Most AI tools can only see what you paste into them. Antigravity can navigate your vault — read notes, follow links, append to daily notes, rewrite frontmatter, run searches across thousands of files. It does this through the terminal, with your vault mounted and accessible.

The practical result: you can ask Claude to do things like “find all notes that link to this topic and check if the descriptions are consistent,” or “scan last month’s daily notes and extract recurring themes,” and it will actually do them — autonomously, not by giving you instructions for how to do it yourself.

The insight that makes it work: delegate what you don’t want to do

Early on I expected the main benefit to be speed. I’d get things done faster.

That’s not quite right. The real benefit is more specific: things I was actively avoiding started happening.

Publishing a newsletter used to involve a sequence of small tasks I found annoying — checking formatting, generating a cover image, adding related article links, writing a description. Each task was ten minutes. Together they were enough friction that I’d skip steps, or delay publishing, or write less.

When I defined that process as a Skill (/publish), Antigravity handles each step and asks for my approval before proceeding. I just write. The tedious parts disappear.

The most concrete example: I had 500 articles accumulated over years. I wanted them reorganized into atomic notes — one idea per note, properly linked. In theory, doable. In practice, never going to happen manually. With Antigravity, I ran the process over several sessions and ended up with about 1,800 atomic notes extracted from the archive. That reorganization fundamentally changed how I can navigate what I’ve written.

Rules, Skills, and Workflows

The reliability of Antigravity comes from three layers defined in the .claude/ directory inside the vault.

Rules are always-on guidelines. Things like: prefer Obsidian CLI for file operations, don’t create links to notes that don’t exist, use specific date formats. These run silently in the background and keep Claude’s behavior consistent across sessions.
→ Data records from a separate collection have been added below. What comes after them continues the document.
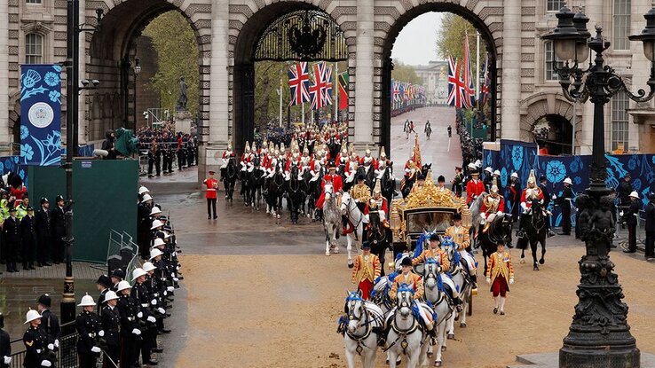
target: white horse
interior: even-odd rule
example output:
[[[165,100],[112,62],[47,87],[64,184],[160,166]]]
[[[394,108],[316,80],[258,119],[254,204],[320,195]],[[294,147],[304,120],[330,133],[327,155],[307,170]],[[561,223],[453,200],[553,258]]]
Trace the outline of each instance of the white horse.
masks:
[[[372,301],[361,299],[361,292],[348,294],[344,311],[343,339],[348,367],[355,367],[355,356],[359,355],[364,368],[373,368],[377,351],[376,331],[383,327],[384,314]]]
[[[428,335],[419,323],[421,317],[412,311],[414,291],[400,288],[396,294],[396,301],[398,307],[387,317],[387,324],[390,324],[386,341],[389,366],[395,368],[397,357],[404,354],[407,356],[407,367],[416,368],[425,363],[430,344],[426,341]],[[426,313],[432,313],[427,305],[418,303],[418,306]]]
[[[437,355],[434,359],[434,366],[441,366],[441,351],[445,350],[446,345],[446,325],[453,316],[453,306],[448,297],[443,291],[441,268],[434,259],[429,259],[423,266],[423,298],[432,304],[437,319],[434,321],[434,328],[437,329]],[[428,356],[432,356],[432,345],[428,348]]]
[[[341,227],[341,213],[336,206],[336,197],[332,184],[326,183],[325,201],[323,202],[323,229],[325,230],[325,255],[330,255],[330,249],[336,254],[339,253],[339,239]]]
[[[450,239],[450,238],[445,238],[441,245],[442,249],[448,255],[450,260],[450,270],[448,270],[449,277],[453,280],[455,288],[460,293],[460,299],[462,299],[462,311],[461,313],[462,320],[460,321],[460,327],[466,327],[466,312],[469,308],[469,302],[471,298],[471,282],[470,278],[466,273],[466,270],[462,268],[460,263],[460,254],[456,249],[456,245]],[[448,319],[447,326],[447,338],[454,339],[454,321],[458,317],[458,313],[453,313],[453,316]],[[446,341],[444,341],[446,346]]]
[[[359,246],[361,244],[361,239],[364,233],[364,214],[361,213],[359,207],[357,207],[357,203],[346,192],[341,196],[341,215],[348,217],[348,220],[355,227],[355,231],[349,232],[346,235],[348,240],[348,267],[352,268],[354,266],[352,262],[352,244],[356,246],[355,252],[359,253]]]

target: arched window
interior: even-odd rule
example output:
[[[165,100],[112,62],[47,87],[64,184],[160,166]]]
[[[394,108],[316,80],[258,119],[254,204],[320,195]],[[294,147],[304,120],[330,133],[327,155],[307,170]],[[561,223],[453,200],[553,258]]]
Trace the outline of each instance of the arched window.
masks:
[[[43,36],[36,33],[25,35],[25,63],[41,64],[43,60]]]

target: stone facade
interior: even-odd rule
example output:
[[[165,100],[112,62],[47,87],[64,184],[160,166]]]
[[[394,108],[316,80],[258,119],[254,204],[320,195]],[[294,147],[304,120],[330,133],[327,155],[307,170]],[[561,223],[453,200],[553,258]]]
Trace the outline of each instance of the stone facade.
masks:
[[[580,0],[589,25],[606,26],[612,39],[614,2]],[[540,35],[555,27],[554,12],[547,12],[552,0],[80,0],[84,10],[81,23],[94,25],[95,10],[105,18],[100,31],[83,33],[80,76],[98,79],[98,90],[85,91],[80,101],[81,143],[96,138],[97,132],[121,125],[122,116],[131,120],[133,90],[123,96],[122,85],[133,85],[133,75],[122,67],[136,55],[134,40],[147,22],[170,10],[180,12],[196,34],[200,53],[201,174],[216,168],[228,141],[242,145],[244,102],[253,65],[253,50],[259,33],[270,21],[296,9],[319,9],[343,30],[348,44],[350,74],[348,118],[350,139],[356,145],[371,142],[383,145],[388,137],[391,54],[400,30],[427,12],[452,12],[473,22],[493,55],[492,93],[495,96],[497,137],[532,141],[532,127],[546,114],[560,114],[576,121],[577,152],[590,152],[592,109],[590,104],[574,108],[561,95],[556,81],[545,75],[546,49]],[[0,4],[0,141],[12,140],[18,121],[19,65],[25,61],[25,35],[43,38],[43,62],[63,61],[66,55],[66,1],[7,0]],[[641,31],[645,3],[632,2],[628,34]],[[3,21],[4,20],[4,21]],[[641,45],[629,50],[608,51],[608,61],[628,81],[641,86],[650,65]],[[143,59],[143,58],[142,58]],[[447,73],[447,72],[446,72]],[[251,76],[251,75],[250,75]],[[102,111],[94,101],[102,103]],[[650,125],[655,124],[652,105],[630,105],[629,147],[650,151]],[[638,110],[638,111],[637,111]],[[100,116],[99,118],[97,116]],[[608,147],[612,145],[612,108],[607,109]],[[638,122],[643,125],[632,124]],[[643,134],[648,132],[649,134]],[[644,145],[649,148],[644,148]],[[652,147],[652,148],[651,148]]]

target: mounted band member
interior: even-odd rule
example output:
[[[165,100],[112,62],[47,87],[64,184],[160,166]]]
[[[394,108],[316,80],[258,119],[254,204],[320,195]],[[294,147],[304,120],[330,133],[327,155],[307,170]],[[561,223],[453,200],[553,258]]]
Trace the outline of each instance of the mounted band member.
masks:
[[[524,225],[525,224],[525,217],[527,215],[532,215],[531,207],[533,207],[533,200],[539,200],[540,203],[543,204],[543,192],[537,186],[537,178],[534,176],[534,170],[530,170],[530,176],[528,176],[527,187],[523,190],[521,194],[521,208],[523,213],[518,222],[518,237],[523,238],[525,236],[524,231]],[[548,216],[546,211],[543,211],[544,216]]]
[[[482,200],[482,207],[480,207],[480,217],[482,221],[481,225],[485,225],[484,232],[486,232],[489,229],[489,225],[496,215],[501,215],[505,212],[505,200],[498,194],[498,184],[494,177],[492,181],[491,193],[485,197]]]
[[[460,252],[460,255],[466,261],[468,266],[469,276],[472,282],[472,291],[477,290],[477,275],[476,274],[476,261],[466,248],[470,247],[469,239],[469,229],[462,226],[462,215],[454,214],[453,215],[453,226],[446,229],[445,236],[453,239],[453,241],[457,245],[457,250]]]
[[[477,167],[473,164],[469,164],[469,169],[470,170],[471,179],[466,184],[466,204],[470,205],[478,195],[485,192],[485,184],[479,180],[479,173],[477,172]]]
[[[371,245],[367,241],[362,243],[361,249],[362,254],[355,258],[352,283],[358,285],[362,299],[367,301],[373,290],[373,283],[380,276],[382,265],[377,255],[371,254]]]

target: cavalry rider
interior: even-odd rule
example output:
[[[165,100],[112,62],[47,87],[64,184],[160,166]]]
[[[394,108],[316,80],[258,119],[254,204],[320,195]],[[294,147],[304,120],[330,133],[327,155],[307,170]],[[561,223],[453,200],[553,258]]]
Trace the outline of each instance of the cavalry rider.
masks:
[[[471,283],[473,284],[472,292],[477,292],[477,275],[476,274],[477,269],[476,268],[476,261],[473,259],[467,248],[470,247],[469,239],[469,229],[462,226],[462,215],[459,213],[453,215],[453,226],[446,229],[446,237],[450,237],[453,241],[457,245],[457,250],[460,252],[460,255],[466,261],[468,266],[469,276],[470,276]]]
[[[496,215],[502,215],[505,212],[505,200],[498,193],[497,183],[494,177],[492,181],[491,192],[482,200],[482,206],[480,207],[480,217],[482,217],[482,221],[480,222],[480,225],[486,223],[483,232],[486,232],[489,224],[493,222]]]
[[[373,156],[371,156],[371,150],[368,149],[368,145],[367,145],[367,151],[364,157],[359,159],[359,165],[364,165],[367,168],[367,172],[368,172],[370,167],[377,168],[377,161],[373,158]]]
[[[351,188],[351,197],[355,200],[359,210],[364,213],[364,208],[371,198],[371,188],[364,182],[363,175],[357,176],[357,184]]]
[[[450,260],[448,260],[448,254],[441,249],[441,242],[439,241],[439,236],[432,233],[430,236],[430,246],[424,248],[423,251],[416,258],[412,260],[412,265],[415,266],[420,263],[427,262],[430,258],[434,259],[437,263],[439,264],[441,273],[447,272],[450,270]],[[451,296],[454,305],[457,306],[457,309],[462,311],[462,299],[460,299],[460,293],[457,291],[453,279],[450,278],[441,278],[444,284],[448,286],[450,289]]]
[[[521,207],[523,213],[518,222],[518,238],[524,238],[525,236],[525,231],[524,225],[525,224],[525,217],[527,215],[532,215],[532,207],[533,200],[539,200],[540,203],[543,204],[543,192],[537,186],[537,178],[534,176],[534,169],[530,170],[530,176],[528,176],[527,187],[523,190],[521,193]],[[548,214],[543,210],[544,216],[548,216]]]
[[[485,184],[479,180],[479,173],[477,168],[473,163],[469,164],[469,169],[470,170],[471,179],[466,184],[466,204],[470,205],[477,196],[485,192]]]
[[[365,241],[361,244],[362,254],[355,257],[355,266],[352,269],[352,283],[357,284],[357,289],[361,291],[361,297],[367,301],[373,291],[374,282],[380,277],[382,264],[375,254],[371,254],[371,244]]]
[[[491,292],[493,294],[493,314],[501,309],[501,316],[505,315],[505,300],[509,285],[514,284],[514,267],[512,256],[505,252],[505,245],[498,243],[497,252],[489,256],[486,261],[486,283],[491,284]]]
[[[389,297],[395,302],[399,289],[406,287],[414,290],[414,301],[421,300],[423,296],[424,291],[423,280],[419,275],[416,275],[412,271],[412,260],[410,260],[409,257],[403,258],[402,261],[400,261],[400,266],[402,267],[402,271],[393,279],[393,285],[391,286],[391,289],[389,291]],[[419,315],[421,315],[421,318],[425,323],[425,327],[428,331],[431,332],[434,328],[431,316],[428,316],[421,306],[419,306],[418,311]],[[390,316],[391,315],[391,313],[390,313]],[[387,328],[389,328],[389,325],[387,325]],[[384,334],[384,336],[386,336],[386,334]]]
[[[235,157],[234,151],[232,150],[232,142],[227,143],[227,148],[223,152],[223,165],[221,165],[221,179],[225,177],[225,168],[230,157]]]

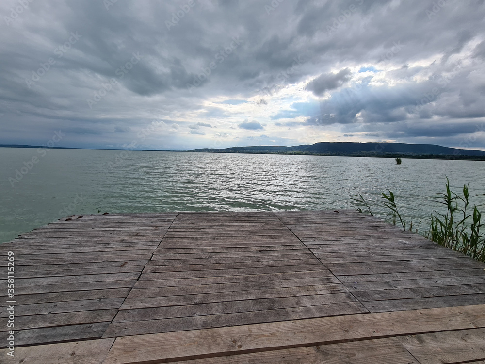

Skills are reusable procedures. /publish handles article finalization. /create-permanent extracts an insight from a conversation and files it as an evergreen note. /weekly reads daily notes and produces a summary. Each skill is a Markdown file describing a sequence of steps. Once defined, you invoke it with a slash command and Claude works through it, pausing for approval at key decisions.

Workflows combine multiple Skills into larger routines. A monthly review workflow might run /weekly across four weeks, analyze the results, and produce a prioritized list of unfinished threads. You define it once and it’s yours indefinitely.

Your notes are what make the AI actually useful

The deeper I’ve gone with Antigravity, the more I’ve come to believe: the quality of an AI agent is limited by the quality of the context it has about you.

Generic instructions produce generic suggestions. But when Claude has access to notes about how you think, what you’ve tried and rejected, what your current projects are and why — it operates differently. The suggestions start to fit your situation instead of being plausible-but-generic.

This reframed why I take notes in the first place. Daily notes that once felt like journaling busywork now function as training data for my AI collaborator. The more you record, the more accurately Antigravity can anticipate your intent.

The corollary: an Antigravity setup on someone else’s vault would behave completely differently, because it would be shaped by completely different notes. That context is the part no one else can replicate. It’s the only part of the system that’s irreversibly yours.